Metabolic therapy: A new paradigm for managing malignant brain cancer

Little progress has been made in the long-term management of glioblastoma multiforme (GBM), considered among the most lethal of brain cancers. Cytotoxic chemotherapy, steroids, and high-dose radiation are generally used as the standard of care for GBM. These procedures can create a tumor microenvironment rich in glucose and glutamine. Glucose and glutamine are suggested to facilitate tumor progression. Recent evidence suggests that many GBMs are infected with cytomegalovirus, which could further enhance glucose and glutamine metabolism in the tumor cells. Emerging evidence also suggests that neoplastic macrophages/microglia, arising through possible fusion hybridization, can comprise an invasive cell subpopulation within GBM. Glucose and glutamine are major fuels for myeloid cells, as well as for the more rapidly proliferating cancer stem cells. Therapies that increase inflammation and energy metabolites in the GBM microenvironment can enhance tumor progression. In contrast to current GBM therapies, metabolic therapy is designed to target the metabolic malady common to all tumor cells (aerobic fermentation), while enhancing the health and vitality of normal brain cells and the entire body.
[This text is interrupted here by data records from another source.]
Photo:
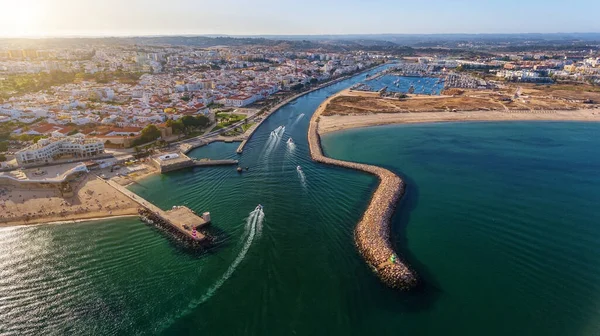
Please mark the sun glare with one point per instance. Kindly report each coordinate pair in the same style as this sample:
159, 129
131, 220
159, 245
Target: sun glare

The calorie restricted ketogenic diet (KD-R) is an anti-angiogenic, anti-inflammatory and pro-apoptotic metabolic therapy that also reduces fermentable fuels in the tumor microenvironment. Metabolic therapy, as an alternative to the standard of care, has the potential to improve outcome for patients with GBM and other malignant brain cancers.

Targeting energy metabolism in brain cancer with calorically restricted ketogenic diets

Information is presented on the calorically restricted ketogenic diet (CRKD) as an alternative therapy for brain cancer. In contrast to normal neurons and glia, which evolved to metabolize ketone bodies as an alternative fuel to glucose under energy‐restricted conditions, brain tumor cells are largely glycolytic due to mitochondrial defects and have a reduced ability to metabolize ketone bodies. The CRKD is effective in managing brain tumor growth in animal models and in patients, and appears to act through antiangiogenic, anti‐inflammatory, and proapoptotic mechanisms.

Is the restricted ketogenic diet a viable alternative to the standard of care for managing malignant brain cancer

Malignant brain cancer persists as a major disease of morbidity and mortality. The failure to recognize brain cancer as a disease of energy metabolism has contributed in large part to the failure in management. As long as brain tumor cells have access to glucose and glutamine, the disease will progress. The current standard of care provides brain tumors with access to glucose and glutamine. The high fat low carbohydrate ketogenic diet (KD) will target glucose availability and possibly that of glutamine when administered in carefully restricted amounts to reduce total caloric intake and circulating levels of glucose. The restricted KD (RKD) targets major signaling pathways associated with glucose and glutamine metabolism including the IGF-1/PI3K/Akt/Hif pathway. The RKD is anti-angiogenic, anti-invasive, anti-inflammatory, and pro-apoptotic when evaluated in mice with malignant brain cancer. The therapeutic efficacy of the restricted KD can be enhanced when combined with drugs that also target glucose and glutamine. Therapeutic efficacy of the RKD was also seen against malignant gliomas in human case reports. Hence, the RKD can be an effective non-toxic therapeutic option to the current standard of care for inhibiting the growth and invasive properties of malignant brain cancer.